VANCOUVER — Mosaic (NYSE: MOS) is buying the “majority” of Vale’s (NYSE: VALE) fertilizer business in a cash-and-share deal valued at US$2.5 billion.
The transaction would see Vale receive an 11% stake (42.3 million shares) in Mosaic worth US$1.25 billion, plus another US$1.25 billion in cash, which Mosaic plans to raise by issuing debt. Vale would become Mosaic’s largest shareholder, and gain two seats on Mosaic’s board.
Vale’s fertilizer portfolio includes five Brazilian phosphate rock mines, four chemical and fertilizer production facilities, and a potash facility.
Mosaic would also acquire Vale’s 40% “economic interest” in the Miski Mayo phosphate mine in Peru, and its potash project in Kronau, Saskatchewan. The U.S. company could also include the Rio Colorado potash project in Argentina at closing as part of the transaction.
Vale’s fertilizer business has contributed between 2% and 4% of its net earnings, and can produce up to 4.8 million tonnes of finished phosphate crop nutrients and 500,000 tonnes of potash.
The acquisition would include 8,000 employees, which would bring Mosaic’s global headcount to nearly 17,000.

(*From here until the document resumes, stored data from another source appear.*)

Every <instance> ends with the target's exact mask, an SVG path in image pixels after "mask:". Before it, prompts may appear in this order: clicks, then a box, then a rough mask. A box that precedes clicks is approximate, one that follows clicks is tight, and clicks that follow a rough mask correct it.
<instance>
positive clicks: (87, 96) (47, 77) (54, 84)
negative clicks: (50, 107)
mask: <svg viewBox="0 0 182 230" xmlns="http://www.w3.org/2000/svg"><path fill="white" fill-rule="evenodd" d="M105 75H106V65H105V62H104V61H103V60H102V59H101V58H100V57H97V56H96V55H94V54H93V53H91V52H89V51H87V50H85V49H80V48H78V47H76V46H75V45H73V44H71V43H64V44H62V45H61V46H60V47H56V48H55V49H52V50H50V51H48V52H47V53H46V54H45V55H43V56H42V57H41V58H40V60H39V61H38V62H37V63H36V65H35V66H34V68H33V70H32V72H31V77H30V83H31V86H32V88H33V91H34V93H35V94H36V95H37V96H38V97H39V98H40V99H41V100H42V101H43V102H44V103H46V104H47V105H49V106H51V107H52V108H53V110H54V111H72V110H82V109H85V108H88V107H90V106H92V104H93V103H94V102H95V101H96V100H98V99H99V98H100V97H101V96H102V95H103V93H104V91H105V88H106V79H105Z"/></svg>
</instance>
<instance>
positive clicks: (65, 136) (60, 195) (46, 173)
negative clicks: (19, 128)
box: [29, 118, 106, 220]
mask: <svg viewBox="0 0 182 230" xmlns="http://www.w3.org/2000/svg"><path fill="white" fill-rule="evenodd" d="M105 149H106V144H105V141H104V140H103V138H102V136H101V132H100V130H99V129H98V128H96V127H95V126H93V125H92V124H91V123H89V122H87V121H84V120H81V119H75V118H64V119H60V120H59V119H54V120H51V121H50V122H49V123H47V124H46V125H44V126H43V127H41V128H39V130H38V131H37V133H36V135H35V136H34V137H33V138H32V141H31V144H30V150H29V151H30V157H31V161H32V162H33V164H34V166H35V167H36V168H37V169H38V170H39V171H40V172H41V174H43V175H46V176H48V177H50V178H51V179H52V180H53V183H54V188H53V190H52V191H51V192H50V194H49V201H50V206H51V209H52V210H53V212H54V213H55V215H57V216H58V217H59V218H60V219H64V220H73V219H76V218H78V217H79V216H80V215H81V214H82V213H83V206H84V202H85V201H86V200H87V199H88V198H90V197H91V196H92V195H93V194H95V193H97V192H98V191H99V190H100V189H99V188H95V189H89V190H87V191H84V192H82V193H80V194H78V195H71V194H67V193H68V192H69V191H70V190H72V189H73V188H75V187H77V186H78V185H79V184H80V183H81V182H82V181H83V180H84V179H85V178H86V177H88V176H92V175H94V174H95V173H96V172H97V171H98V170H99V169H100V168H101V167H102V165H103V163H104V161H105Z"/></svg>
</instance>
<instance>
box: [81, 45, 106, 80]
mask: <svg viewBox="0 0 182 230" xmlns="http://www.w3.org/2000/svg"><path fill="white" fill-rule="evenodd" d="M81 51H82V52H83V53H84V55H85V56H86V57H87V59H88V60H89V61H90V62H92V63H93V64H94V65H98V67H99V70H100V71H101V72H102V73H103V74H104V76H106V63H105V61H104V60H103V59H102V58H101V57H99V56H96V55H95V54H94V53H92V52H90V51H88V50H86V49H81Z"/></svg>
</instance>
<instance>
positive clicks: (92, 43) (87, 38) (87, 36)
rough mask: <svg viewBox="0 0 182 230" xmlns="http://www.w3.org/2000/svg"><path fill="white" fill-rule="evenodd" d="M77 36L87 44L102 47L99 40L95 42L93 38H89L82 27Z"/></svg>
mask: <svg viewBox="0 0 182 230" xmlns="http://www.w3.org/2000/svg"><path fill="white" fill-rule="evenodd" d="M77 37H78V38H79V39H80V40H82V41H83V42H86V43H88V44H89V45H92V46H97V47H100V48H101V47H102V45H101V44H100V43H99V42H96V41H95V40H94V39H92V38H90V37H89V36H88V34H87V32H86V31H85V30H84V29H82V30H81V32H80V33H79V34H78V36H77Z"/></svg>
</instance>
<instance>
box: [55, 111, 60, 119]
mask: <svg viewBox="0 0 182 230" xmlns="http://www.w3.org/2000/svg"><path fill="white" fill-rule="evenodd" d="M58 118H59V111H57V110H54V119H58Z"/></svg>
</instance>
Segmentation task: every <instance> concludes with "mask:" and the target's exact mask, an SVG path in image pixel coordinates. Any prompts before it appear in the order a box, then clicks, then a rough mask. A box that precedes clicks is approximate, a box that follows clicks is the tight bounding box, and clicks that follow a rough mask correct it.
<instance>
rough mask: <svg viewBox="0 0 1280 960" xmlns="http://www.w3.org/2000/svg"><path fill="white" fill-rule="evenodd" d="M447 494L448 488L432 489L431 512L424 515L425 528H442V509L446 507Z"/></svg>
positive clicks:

“This is a perfect fit with our strategy to grow our core potash and phosphate businesses. We’re increasing our presence in Brazil and complementing our distribution,” Mosaic president and CEO Joc O’Rourke said during a conference call.
“We’re talking about low-cost production in close proximity to a growing agricultural sector. We’ve always said we look for value-add opportunities in the low period of the cycle, and that’s exactly what we’ve found here. It’s been a long road with many factors, but we see real value at this point in the market,” he added.

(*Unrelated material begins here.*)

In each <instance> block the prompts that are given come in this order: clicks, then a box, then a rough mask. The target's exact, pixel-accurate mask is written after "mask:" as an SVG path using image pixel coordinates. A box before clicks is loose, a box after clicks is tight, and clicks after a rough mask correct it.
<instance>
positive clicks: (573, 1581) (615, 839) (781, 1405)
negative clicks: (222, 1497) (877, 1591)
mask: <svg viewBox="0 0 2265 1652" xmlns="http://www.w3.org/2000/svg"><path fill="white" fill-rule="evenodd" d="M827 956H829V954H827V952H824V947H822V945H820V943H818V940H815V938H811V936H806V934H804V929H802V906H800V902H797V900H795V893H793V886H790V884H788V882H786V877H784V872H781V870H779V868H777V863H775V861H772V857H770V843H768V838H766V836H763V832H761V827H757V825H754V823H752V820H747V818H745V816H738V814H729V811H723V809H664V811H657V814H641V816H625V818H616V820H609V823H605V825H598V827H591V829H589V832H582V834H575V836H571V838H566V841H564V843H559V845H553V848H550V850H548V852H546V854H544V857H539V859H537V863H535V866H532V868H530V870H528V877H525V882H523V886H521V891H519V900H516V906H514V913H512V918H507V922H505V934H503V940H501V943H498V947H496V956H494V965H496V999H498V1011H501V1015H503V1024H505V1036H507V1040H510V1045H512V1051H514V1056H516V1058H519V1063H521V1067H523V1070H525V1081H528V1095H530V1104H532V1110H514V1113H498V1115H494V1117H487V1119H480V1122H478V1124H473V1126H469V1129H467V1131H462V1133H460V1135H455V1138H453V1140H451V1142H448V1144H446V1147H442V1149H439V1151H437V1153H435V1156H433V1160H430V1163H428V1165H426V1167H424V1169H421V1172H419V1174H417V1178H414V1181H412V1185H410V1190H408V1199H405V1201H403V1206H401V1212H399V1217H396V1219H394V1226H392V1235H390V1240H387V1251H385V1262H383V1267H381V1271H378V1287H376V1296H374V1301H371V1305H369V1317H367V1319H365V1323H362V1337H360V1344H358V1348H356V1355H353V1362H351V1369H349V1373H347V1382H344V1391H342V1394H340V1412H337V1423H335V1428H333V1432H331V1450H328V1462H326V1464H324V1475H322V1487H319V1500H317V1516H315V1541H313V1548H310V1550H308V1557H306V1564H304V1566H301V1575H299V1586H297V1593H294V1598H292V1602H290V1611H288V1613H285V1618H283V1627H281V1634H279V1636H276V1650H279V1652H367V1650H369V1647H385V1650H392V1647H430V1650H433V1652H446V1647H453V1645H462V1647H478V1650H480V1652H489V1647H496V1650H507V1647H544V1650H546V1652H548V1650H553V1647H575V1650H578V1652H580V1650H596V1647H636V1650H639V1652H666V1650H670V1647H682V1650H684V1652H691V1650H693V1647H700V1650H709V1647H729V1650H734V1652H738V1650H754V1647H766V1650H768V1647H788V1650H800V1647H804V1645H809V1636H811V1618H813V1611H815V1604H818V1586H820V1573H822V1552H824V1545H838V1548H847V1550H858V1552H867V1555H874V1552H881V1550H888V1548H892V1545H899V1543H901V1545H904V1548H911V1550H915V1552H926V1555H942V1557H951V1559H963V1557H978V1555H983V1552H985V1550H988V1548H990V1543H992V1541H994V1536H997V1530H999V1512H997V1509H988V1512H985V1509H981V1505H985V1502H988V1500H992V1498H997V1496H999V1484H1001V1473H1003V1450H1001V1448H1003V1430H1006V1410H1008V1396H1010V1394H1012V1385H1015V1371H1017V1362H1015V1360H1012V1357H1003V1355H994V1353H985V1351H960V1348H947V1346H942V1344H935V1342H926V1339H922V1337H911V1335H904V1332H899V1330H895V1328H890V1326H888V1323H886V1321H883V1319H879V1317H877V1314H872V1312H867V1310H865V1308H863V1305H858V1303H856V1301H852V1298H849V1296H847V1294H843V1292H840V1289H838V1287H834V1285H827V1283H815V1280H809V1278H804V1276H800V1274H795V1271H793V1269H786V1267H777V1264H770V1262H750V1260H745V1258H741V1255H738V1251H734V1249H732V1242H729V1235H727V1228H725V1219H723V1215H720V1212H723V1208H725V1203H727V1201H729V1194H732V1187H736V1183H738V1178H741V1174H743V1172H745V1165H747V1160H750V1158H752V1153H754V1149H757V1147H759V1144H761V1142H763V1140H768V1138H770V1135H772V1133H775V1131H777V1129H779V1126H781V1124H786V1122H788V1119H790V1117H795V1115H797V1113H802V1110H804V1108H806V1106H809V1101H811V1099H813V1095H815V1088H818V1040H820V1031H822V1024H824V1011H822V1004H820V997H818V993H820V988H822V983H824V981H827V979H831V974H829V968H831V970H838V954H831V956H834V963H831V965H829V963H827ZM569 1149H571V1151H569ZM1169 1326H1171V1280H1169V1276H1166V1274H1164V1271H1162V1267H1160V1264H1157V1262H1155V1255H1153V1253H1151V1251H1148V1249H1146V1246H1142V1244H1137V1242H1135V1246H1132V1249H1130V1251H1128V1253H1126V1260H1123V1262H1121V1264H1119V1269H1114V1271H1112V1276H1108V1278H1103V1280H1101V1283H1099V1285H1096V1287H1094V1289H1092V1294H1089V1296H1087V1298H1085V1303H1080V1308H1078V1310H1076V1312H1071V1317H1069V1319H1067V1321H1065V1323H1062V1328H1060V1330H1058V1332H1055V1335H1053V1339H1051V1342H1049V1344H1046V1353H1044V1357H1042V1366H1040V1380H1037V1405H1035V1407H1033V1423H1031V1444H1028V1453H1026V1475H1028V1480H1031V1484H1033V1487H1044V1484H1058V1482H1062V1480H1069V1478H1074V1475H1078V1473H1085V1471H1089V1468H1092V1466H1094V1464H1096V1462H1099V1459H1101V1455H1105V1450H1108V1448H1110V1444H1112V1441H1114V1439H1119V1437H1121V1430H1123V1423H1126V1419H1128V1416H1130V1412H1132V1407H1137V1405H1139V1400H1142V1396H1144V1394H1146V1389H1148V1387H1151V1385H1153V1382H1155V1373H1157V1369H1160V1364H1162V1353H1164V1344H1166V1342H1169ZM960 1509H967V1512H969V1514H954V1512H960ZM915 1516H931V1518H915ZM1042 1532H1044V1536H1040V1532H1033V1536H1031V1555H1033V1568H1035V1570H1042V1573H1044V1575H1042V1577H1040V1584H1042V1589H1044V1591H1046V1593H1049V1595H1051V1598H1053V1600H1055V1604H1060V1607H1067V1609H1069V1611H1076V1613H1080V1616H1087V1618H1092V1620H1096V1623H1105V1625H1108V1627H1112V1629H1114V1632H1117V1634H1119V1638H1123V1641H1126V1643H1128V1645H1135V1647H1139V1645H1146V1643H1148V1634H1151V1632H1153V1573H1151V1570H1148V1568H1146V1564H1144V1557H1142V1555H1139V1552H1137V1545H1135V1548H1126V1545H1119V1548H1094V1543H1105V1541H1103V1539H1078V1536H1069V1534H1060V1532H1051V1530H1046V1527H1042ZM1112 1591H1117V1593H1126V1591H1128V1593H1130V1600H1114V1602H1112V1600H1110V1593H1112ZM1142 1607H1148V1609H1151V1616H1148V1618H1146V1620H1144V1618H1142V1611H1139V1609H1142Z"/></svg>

Mosaic management said “market conditions” did not appear to warrant any production expansion, but the Kronau and Rio Colorado assets could provide “upside optionality” in the case of improving fertilizer prices.
Meanwhile, Vale views the transaction as a “partnership” that will allow it to maintain some exposure to the fertilizer market, while bringing in a multinational company with potash and phosphate experience, and infrastructure capacity.
Vale may not sell its newly issued Mosaic shares for two years under the sales agreement.
Vale is pursuing “divestment initiatives” to lower its debt. The cash will help the company pay down net debt to US$24 billion.
“In the case of fertilizers, we simply never found large reserves that could open a window of opportunity,” Vale CEO Murilo Ferreira said in a company video. “But the business remains important to [our company], and we have decided to partner with an international company that has a relevant production of potash, and is extremely competitive.”
The transaction is subject to regulatory approvals and closing conditions, including carving out the Cubatao-based production facilities.
The deal should close in late 2017. Vale could receive additional payments of up to US$260 million if the average monoammonium phosphate price and Brazilian Real exchange rate exceed certain thresholds.
The deal is another example of consolidation upstream in the fertilizer business after a steep decline in the price of fertilizer products. In September, major Canadian players Potash Corp. of Saskatchewan and Agrium agreed to merge to create a US$36-billion integrated fertilizer giant.